Tarde o temprano iba a suceder; el mundo no es tan grande
como para que no nos cruzáramos algún día. Y sucedió: lo conocí a
Guillermo J. Defranco. El mismo pero otro, diferente.
Más de una vez había recibido llamados telefónicos para
Guillermo Defranco preguntando para cuándo iba a estar arreglado el televisor
o, más aún, para pedirme prestado un amplificador de sonido porque quien llamaba era músico, tenía que ir a tocar y se le acababa de quemar el suyo. Esa vez eran
más de la una de la madrugada.
Claramente se trataba de otro Guillermo Defranco, aunque en
la guía telefónica figuro sólo yo. Por alguna publicidad en una revistita
barrial supe de un Guillermo Julián Defranco dedicado a reparar aparatos de
electrónica en La Plata. Y ahí empecé a entender por dónde iba la cosa.
Hasta que una tarde, en la sala de espera de la clínica de City Bell, quien
se sentó a mi lado me preguntó si yo era Defranco. No era adivino, en realidad;
me había escuchado cuando hacía mi trámite administrativo en la recepción y,
además, de ojito había leído mi apellido en el sobre de los estudios que yo le
llevaba al médico. Le contesté que sí y ahí nomás me estiró su diestra: “Guillermo
Defranco, mucho gusto”, me dijo.
Más que entender, creo que imaginé lo que estaba sucediendo.

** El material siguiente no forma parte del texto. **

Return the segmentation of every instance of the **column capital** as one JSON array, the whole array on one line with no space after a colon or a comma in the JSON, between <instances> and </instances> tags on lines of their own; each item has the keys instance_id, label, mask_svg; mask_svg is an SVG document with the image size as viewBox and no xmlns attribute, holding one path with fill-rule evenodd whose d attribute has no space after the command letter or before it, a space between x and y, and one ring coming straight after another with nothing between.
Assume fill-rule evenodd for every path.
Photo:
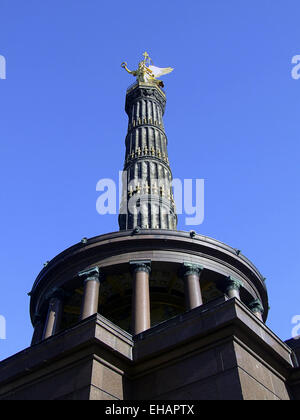
<instances>
[{"instance_id":1,"label":"column capital","mask_svg":"<svg viewBox=\"0 0 300 420\"><path fill-rule=\"evenodd\" d=\"M43 316L39 312L33 315L32 324L34 327L36 327L36 325L38 325L42 321L43 321Z\"/></svg>"},{"instance_id":2,"label":"column capital","mask_svg":"<svg viewBox=\"0 0 300 420\"><path fill-rule=\"evenodd\" d=\"M68 296L68 293L64 289L62 289L61 287L54 287L47 293L46 300L48 301L50 301L51 299L64 300L67 296Z\"/></svg>"},{"instance_id":3,"label":"column capital","mask_svg":"<svg viewBox=\"0 0 300 420\"><path fill-rule=\"evenodd\" d=\"M254 312L259 312L261 314L264 313L264 307L261 303L261 301L259 299L254 299L250 304L249 304L249 309L254 313Z\"/></svg>"},{"instance_id":4,"label":"column capital","mask_svg":"<svg viewBox=\"0 0 300 420\"><path fill-rule=\"evenodd\" d=\"M101 273L99 267L92 267L88 270L79 271L78 277L81 277L84 280L84 283L91 280L96 280L100 283L103 279L103 273Z\"/></svg>"},{"instance_id":5,"label":"column capital","mask_svg":"<svg viewBox=\"0 0 300 420\"><path fill-rule=\"evenodd\" d=\"M240 288L243 286L244 286L244 283L233 276L228 276L226 278L226 291L240 290Z\"/></svg>"},{"instance_id":6,"label":"column capital","mask_svg":"<svg viewBox=\"0 0 300 420\"><path fill-rule=\"evenodd\" d=\"M136 260L129 261L130 267L134 273L138 271L144 271L145 273L151 273L151 260Z\"/></svg>"},{"instance_id":7,"label":"column capital","mask_svg":"<svg viewBox=\"0 0 300 420\"><path fill-rule=\"evenodd\" d=\"M182 264L182 272L184 276L190 276L192 274L196 274L197 276L200 276L201 272L203 270L202 265L190 263L190 262L184 262Z\"/></svg>"}]
</instances>

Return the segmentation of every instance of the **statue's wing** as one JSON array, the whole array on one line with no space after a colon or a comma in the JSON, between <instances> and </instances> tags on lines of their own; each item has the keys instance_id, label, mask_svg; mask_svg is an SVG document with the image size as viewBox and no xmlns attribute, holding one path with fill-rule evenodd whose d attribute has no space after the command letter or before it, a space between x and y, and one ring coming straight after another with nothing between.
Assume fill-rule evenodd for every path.
<instances>
[{"instance_id":1,"label":"statue's wing","mask_svg":"<svg viewBox=\"0 0 300 420\"><path fill-rule=\"evenodd\" d=\"M171 73L171 71L174 70L172 69L172 67L166 67L166 68L161 69L160 67L156 67L156 66L149 66L149 69L152 71L155 78L163 76L164 74Z\"/></svg>"}]
</instances>

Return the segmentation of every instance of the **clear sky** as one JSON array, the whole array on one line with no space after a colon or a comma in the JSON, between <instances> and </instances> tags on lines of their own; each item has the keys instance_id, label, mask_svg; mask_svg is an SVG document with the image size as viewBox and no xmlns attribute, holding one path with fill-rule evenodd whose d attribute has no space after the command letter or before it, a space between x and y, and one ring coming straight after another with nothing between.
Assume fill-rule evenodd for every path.
<instances>
[{"instance_id":1,"label":"clear sky","mask_svg":"<svg viewBox=\"0 0 300 420\"><path fill-rule=\"evenodd\" d=\"M205 179L197 232L267 278L267 325L300 314L299 0L0 0L0 359L30 345L27 292L83 237L118 230L96 184L118 179L125 93L147 50L164 78L174 177ZM190 230L179 220L180 230Z\"/></svg>"}]
</instances>

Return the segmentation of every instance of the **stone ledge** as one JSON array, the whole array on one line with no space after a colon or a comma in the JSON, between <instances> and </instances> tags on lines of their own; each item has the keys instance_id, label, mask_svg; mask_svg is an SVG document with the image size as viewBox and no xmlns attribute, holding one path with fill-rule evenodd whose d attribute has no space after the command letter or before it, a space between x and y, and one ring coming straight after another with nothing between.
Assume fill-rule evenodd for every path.
<instances>
[{"instance_id":1,"label":"stone ledge","mask_svg":"<svg viewBox=\"0 0 300 420\"><path fill-rule=\"evenodd\" d=\"M90 349L87 353L93 355L94 345L100 345L102 348L109 349L110 352L113 350L120 358L126 360L132 358L133 341L130 334L101 315L95 314L73 328L60 332L0 362L0 389L7 381L45 369L54 362L67 359L69 355L76 352L79 354L83 349Z\"/></svg>"},{"instance_id":2,"label":"stone ledge","mask_svg":"<svg viewBox=\"0 0 300 420\"><path fill-rule=\"evenodd\" d=\"M135 383L142 381L145 375L155 377L155 372L162 372L168 366L173 369L174 365L176 370L176 364L180 368L184 360L190 365L194 358L200 361L208 357L212 363L214 358L208 355L223 347L240 348L240 354L245 350L249 360L254 357L253 360L283 383L292 372L296 372L291 361L292 349L238 299L224 296L135 337L103 316L93 315L1 362L0 399L1 394L5 398L15 389L24 391L35 386L38 390L39 381L48 376L62 375L77 364L87 366L83 378L87 382L92 375L88 366L93 360L103 366L101 369L107 367ZM238 367L237 356L232 350L230 354L226 359L227 369L235 369ZM220 366L218 369L218 372L225 372ZM211 373L207 372L207 375L209 378ZM298 381L296 373L293 378L294 382ZM134 389L138 392L138 388Z\"/></svg>"},{"instance_id":3,"label":"stone ledge","mask_svg":"<svg viewBox=\"0 0 300 420\"><path fill-rule=\"evenodd\" d=\"M231 332L228 327L231 328ZM255 345L260 343L261 350L270 356L276 354L286 368L293 367L292 350L241 301L226 297L216 299L135 336L133 358L134 361L141 361L201 338L209 342L209 336L215 340L216 333L220 339L233 334L235 337L240 336L242 340L247 333L249 343L253 340Z\"/></svg>"}]
</instances>

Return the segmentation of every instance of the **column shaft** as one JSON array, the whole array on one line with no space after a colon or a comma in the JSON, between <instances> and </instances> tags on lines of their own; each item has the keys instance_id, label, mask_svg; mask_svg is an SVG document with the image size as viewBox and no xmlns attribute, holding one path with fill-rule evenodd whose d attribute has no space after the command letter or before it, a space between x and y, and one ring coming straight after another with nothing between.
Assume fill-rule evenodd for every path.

Lo miré bien y era una persona de carne y hueso y no un espejo. De haberlo
sido, se habría tratado de uno de bastante mala calidad porque lo que reflejaba no se parecía a lo reflejado. Morocho, sí, como yo.
Pero sensiblemente más delgado (la diferencia era más que obvia) y algo más
bajo que yo. Creo, también, que con unos diez años menos.
Nos miramos y nos empezamos a reír. Ahí supe que si a mí me
llamaron por teléfono por cuestiones de su trabajo, a él lo han llamado del
diario para hacerle una nota por mis libros y mis charlas abiertas. Confesó que
no es capaz de escribir tres renglones seguidos, tantos como soldaduras y
conexiones soy capaz de realizar yo.